Avian Ecology - Alan Lill

Assoc Prof Alan Lill

Room 469, Building BS2: email A.Lill@latrobe.edu.au

Honours projects available for 2017

Anti-predator vigilance in urban Little Ravens

Understanding the factors and processes that facilitate urban colonization and persistence by native animals is a crucial element in effectively managing the conservation of urban native biodiversity. Surveillance for predators (vigilance) is time-consuming and costly, but it is a vital for many birds. There has been much polarized debate about whether or not the urban environment is relatively predator-free for native bird species that successfully colonize cities. At one extreme it is argued that cities are low-risk, safe refuges from predators in which predator surveillance can be advantageously relaxed; this trend can potentially be enhanced by necessary habituation to a high volume of harmless human traffic. An antithetical view is that because of the high density of humans and their pets (dogs, cats), cities are actually more predator-rich than rural environments. These conflicting perspectives can be teased apart by examining how vigilance and other related anti-predator behaviours vary across urban- rural gradients.
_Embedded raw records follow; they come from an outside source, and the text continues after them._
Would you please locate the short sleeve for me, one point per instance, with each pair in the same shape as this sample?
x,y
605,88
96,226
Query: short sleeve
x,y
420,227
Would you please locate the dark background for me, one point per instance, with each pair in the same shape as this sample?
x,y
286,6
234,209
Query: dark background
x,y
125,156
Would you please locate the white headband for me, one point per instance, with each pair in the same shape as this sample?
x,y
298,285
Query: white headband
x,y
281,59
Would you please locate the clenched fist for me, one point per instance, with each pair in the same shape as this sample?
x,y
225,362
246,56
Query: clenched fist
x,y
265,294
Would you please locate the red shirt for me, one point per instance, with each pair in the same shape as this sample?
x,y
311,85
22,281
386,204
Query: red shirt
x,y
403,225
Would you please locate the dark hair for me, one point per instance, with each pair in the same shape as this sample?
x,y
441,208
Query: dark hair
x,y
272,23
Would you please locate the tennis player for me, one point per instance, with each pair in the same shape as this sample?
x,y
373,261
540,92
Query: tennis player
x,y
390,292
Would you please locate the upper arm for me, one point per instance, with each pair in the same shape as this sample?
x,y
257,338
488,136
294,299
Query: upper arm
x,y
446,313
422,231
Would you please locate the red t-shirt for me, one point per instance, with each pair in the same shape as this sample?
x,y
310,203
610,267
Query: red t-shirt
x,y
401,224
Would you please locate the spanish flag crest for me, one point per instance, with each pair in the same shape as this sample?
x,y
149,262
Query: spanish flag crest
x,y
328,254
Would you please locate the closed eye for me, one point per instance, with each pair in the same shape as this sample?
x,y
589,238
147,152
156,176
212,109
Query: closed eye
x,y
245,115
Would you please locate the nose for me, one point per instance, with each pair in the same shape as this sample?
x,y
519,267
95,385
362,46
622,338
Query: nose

This project will address this question in a successful ‘urban adapter’ species, the native Little Raven, by comparing vigilance and other anti-predator behaviours of free-living individuals in Melbourne and other Victorian cities with that of conspecifics in rural Victoria during the non-breeding season.

Vines, A. and Lill, A. (2015). Boldness and urban dwelling in little ravens. Wildlife Research 42, 590-597.
McCleery, R.A. (2009). Changes in fox squirrel anti-predator behaviors across the urban–rural gradient. Landscape Ecology 24, 483-493.

Factors facilitating urban living in native Wood Ducks

Birds that can adjust to the novel urban environment, while not becoming completely dependent on the resources provided there by humans, are termed ‘urban adapters’. In order to conserve and manage such species in our cities we need to understand the factors that facilitate their colonization of, and persistence in, the urban environment. To some extent the successful colonizers may be “pre-adapted” or inherently suited to the urban environment, but having the phenotypic flexibility to innovatively adjust to city life may also be very important.

The Australian Wood Duck, a sexually dichromatic species that feeds in both fresh water and on land, has colonized cities and towns in eastern and western Australia, but the basis of its ability to thrive in the urban environment has not been well explored. This project will examine the extent to which: (a) the species appears to be “pre-adapted” to the urban environment, (b) its urban life depends on innovative adjustment, and (c) interspecific competition is likely to influence its urban persistence.

Lowry, H. and Lill, A. (2007). Ecological factors facilitating city-dwelling in Red-rumped parrots. Wildlife Research 34, 624-631. [a different species, but demonstrates the approach that can be taken]
Lowry, H., Lill, A. and Wong, B. (2013). Behavioural responses of wildlife to urban environments. Biological Reviews 88, 537-549.